Our story of the week looks at professional indemnity cover and why financial advisers leaving the industry need to protect themselves against the risk of future claims…

Financial advisers who are opting out of the industry need to remember that a claim could still be made against them by a former client – even if their client is under the wing of a new company.

Katrina Shanks, CEO Financial Advice NZ, says former advisers need to keep their PI insurance in place or seamlessly switch to ‘run-off’ insurance.

“If a financial adviser or former financial adviser allows their PI insurance to lapse then they are not covered – even if a claim is made for advice given to a client when the cover was in place,” says Shanks.

“If an adviser allows their policy to lapse then they will need to buy a new one, and they will need to see if the new policy has the appropriate retroactive date. If the new policy doesn’t cover previous advice then the adviser will be exposed to the risk of a claim.”

Shanks says many advisers leaving the industry are buying ‘run-off’ insurance – something she recommends all exiting advisers strongly consider.

Katrina Shanks, CEO Financial Advice NZ.
Katrina Shanks, CEO Financial Advice NZ.

“You can normally buy this to cover for up to five or seven years,” she says. “This type of policy allows advisers to have cover in place for advice previously given.

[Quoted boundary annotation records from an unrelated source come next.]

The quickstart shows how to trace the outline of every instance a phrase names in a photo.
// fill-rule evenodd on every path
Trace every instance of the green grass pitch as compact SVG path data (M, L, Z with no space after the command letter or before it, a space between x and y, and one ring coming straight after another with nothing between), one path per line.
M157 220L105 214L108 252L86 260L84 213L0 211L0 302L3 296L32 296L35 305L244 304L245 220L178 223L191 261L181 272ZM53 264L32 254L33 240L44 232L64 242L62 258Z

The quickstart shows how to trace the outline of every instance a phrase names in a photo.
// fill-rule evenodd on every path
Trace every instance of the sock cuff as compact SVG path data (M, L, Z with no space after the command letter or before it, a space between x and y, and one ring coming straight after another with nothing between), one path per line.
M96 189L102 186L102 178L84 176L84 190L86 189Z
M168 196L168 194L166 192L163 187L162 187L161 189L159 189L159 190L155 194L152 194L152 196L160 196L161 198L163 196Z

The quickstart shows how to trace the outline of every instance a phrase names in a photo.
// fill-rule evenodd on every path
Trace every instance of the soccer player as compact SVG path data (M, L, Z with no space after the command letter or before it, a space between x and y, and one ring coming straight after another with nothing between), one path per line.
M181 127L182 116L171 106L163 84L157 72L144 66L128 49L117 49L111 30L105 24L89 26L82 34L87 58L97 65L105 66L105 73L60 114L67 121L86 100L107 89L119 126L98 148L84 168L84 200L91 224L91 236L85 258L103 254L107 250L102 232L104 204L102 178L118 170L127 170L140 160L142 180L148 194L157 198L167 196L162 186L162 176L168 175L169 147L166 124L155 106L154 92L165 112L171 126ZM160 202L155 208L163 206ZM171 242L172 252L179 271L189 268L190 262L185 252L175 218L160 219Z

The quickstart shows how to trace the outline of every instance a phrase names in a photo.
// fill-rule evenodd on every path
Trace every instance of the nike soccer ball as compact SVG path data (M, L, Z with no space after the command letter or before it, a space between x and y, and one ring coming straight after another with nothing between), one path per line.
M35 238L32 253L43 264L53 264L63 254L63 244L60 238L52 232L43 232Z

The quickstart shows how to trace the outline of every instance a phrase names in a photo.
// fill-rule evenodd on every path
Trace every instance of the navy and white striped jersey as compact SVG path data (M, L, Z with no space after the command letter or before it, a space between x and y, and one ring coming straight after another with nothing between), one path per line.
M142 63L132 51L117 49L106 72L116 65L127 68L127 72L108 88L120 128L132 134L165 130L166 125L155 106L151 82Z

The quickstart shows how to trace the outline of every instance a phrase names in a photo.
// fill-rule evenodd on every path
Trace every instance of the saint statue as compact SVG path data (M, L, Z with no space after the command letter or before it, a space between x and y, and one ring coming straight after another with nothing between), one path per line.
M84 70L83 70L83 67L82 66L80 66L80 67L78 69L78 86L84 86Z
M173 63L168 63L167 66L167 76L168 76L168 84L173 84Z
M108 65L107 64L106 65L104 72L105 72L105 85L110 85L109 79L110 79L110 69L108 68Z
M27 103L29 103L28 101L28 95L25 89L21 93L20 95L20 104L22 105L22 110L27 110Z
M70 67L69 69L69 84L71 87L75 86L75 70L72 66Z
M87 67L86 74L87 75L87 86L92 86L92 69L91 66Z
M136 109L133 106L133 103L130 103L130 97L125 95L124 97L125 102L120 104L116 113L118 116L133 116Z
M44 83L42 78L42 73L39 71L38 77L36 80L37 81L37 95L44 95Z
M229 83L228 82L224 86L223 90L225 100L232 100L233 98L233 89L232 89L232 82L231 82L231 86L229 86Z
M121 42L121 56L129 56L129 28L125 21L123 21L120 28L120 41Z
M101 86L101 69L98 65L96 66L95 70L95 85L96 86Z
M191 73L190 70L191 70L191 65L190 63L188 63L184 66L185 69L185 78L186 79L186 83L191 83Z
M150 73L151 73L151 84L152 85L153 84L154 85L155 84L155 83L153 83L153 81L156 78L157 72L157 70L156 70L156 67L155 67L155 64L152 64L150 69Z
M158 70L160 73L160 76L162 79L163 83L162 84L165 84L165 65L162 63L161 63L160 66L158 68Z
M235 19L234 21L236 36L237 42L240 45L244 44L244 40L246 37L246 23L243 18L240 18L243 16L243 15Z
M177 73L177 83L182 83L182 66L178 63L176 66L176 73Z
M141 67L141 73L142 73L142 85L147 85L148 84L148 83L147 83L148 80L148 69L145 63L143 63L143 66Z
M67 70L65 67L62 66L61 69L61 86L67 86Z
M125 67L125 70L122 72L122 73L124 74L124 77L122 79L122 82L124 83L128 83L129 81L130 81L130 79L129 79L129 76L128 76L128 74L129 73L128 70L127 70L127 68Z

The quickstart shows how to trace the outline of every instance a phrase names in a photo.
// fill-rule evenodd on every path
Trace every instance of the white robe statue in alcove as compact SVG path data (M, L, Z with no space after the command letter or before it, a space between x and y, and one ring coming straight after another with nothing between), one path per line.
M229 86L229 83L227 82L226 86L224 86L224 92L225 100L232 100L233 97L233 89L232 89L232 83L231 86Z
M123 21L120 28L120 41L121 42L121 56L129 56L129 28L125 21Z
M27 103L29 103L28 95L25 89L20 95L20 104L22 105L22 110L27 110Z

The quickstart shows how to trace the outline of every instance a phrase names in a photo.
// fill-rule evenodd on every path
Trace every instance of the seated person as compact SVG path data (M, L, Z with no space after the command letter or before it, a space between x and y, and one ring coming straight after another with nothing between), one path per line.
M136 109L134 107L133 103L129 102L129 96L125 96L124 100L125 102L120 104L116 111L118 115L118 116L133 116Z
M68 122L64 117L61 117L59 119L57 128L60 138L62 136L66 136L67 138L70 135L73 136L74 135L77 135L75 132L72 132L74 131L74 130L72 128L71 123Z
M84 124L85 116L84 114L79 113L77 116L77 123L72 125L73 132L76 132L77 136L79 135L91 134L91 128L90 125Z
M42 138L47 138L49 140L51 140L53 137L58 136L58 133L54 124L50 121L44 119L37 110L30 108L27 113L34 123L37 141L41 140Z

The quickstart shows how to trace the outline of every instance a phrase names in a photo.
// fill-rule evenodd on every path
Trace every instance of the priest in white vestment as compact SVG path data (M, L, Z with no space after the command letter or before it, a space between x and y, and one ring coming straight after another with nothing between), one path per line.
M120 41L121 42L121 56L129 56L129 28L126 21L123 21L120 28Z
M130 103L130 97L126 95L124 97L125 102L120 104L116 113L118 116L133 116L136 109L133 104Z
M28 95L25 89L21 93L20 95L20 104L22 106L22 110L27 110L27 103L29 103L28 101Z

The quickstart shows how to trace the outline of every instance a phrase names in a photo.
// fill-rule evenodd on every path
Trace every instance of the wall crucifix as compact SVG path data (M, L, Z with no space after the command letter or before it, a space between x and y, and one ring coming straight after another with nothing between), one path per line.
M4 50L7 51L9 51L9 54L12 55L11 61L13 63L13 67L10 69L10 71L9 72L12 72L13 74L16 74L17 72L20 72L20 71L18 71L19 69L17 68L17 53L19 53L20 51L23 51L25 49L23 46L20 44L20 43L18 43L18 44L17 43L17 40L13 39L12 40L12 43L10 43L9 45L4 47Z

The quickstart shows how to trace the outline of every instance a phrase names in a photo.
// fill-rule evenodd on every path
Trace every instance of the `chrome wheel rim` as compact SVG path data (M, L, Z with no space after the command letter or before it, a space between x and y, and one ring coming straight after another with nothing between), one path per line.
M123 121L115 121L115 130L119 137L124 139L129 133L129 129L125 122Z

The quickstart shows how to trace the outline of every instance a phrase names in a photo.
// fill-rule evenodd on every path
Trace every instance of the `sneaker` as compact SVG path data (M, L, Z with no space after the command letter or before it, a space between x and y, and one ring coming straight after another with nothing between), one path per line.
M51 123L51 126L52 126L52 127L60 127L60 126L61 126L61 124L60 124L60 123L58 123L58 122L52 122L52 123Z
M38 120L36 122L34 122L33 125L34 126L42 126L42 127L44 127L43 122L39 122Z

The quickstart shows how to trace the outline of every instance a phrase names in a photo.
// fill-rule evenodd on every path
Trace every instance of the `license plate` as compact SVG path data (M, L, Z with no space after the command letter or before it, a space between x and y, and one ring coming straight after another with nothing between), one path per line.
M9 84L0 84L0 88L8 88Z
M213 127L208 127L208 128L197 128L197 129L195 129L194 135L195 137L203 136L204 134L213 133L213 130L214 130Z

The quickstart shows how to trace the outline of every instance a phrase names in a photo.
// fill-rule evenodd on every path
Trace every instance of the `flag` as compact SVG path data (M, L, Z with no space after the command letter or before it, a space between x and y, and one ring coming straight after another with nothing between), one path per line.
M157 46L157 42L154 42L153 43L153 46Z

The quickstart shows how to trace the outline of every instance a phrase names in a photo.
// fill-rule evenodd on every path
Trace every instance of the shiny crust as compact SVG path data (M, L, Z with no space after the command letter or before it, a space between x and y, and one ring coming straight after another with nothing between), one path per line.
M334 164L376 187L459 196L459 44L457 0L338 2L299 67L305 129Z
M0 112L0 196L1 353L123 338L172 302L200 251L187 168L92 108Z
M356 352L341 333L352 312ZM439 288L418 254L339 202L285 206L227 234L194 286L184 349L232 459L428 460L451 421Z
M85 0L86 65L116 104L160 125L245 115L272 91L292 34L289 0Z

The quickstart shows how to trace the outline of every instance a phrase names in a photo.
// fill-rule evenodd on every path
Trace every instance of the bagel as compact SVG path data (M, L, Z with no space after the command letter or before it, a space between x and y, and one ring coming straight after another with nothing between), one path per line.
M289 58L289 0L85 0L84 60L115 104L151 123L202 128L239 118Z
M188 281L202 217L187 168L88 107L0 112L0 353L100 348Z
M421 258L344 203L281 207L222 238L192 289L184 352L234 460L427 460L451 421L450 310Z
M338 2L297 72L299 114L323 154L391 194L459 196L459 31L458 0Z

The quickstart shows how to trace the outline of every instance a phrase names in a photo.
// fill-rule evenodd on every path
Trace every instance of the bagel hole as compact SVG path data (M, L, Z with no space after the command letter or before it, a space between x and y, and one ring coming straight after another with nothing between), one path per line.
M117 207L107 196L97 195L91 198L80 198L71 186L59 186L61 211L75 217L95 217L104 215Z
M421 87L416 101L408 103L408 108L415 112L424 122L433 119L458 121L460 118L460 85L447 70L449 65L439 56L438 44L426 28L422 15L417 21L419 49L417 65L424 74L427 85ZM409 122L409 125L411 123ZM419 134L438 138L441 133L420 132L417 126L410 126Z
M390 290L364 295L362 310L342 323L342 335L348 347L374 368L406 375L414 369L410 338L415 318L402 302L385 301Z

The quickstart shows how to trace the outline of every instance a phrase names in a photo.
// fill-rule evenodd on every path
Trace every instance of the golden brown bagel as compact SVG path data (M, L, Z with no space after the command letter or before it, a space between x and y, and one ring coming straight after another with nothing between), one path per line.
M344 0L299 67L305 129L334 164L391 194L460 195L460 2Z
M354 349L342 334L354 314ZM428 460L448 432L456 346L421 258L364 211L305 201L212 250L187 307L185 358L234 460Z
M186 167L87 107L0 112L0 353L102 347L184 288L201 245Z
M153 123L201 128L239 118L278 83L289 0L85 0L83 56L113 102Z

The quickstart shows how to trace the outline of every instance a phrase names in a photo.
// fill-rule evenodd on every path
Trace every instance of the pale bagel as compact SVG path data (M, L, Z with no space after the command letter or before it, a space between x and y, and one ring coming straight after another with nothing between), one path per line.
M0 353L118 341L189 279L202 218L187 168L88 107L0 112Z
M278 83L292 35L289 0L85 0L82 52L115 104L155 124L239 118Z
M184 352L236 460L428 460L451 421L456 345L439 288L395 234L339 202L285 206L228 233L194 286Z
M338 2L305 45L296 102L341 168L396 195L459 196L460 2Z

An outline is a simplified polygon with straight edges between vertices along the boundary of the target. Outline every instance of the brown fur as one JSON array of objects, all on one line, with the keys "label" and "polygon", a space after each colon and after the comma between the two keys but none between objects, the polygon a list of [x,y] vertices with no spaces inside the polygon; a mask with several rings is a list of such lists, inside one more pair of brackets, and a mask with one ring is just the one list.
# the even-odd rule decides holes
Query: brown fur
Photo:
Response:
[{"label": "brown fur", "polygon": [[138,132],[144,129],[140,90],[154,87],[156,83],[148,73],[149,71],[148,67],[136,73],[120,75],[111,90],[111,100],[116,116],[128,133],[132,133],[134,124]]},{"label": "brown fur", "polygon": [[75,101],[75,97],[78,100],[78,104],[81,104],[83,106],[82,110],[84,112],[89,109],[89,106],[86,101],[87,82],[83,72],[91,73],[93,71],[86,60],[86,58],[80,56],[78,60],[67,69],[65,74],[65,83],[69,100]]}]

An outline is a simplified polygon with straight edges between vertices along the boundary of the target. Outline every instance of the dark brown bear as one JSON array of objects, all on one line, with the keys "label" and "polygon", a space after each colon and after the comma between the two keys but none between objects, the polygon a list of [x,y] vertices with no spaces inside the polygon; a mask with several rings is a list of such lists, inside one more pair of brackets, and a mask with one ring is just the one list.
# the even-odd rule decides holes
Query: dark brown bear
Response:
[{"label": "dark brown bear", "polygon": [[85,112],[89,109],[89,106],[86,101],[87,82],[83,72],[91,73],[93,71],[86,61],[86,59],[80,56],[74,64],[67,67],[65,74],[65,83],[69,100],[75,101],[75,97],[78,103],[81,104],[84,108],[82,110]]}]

“Typically, the first year of run-off is 95% the cost of a normal premium, and then it reduces down accordingly over the remaining years –and could reduce by a factor of 10% to 15% each year following.

Shanks believes there is debate among some in the adviser community about the risk of not having PI insurance after leaving the industry.

“There is confusion out there about what it is and what advisers need,” she says. “The most important thing if you are giving advice is that you have got PI cover.

“It is also important to have continuous cover – so a new PI policy is in place before the old one expires. Cover has to be seamless, not leaving a gap in coverage.”

Shanks says while the buyer of an adviser’s book may agree to accept future claims against the new adviser as a condition of buying the book, claims tend to sit with the past adviser.

And for the owners of a former adviser’s book, Shanks strongly recommends they contact all their new clients as quickly as possible to review their status and the advice given.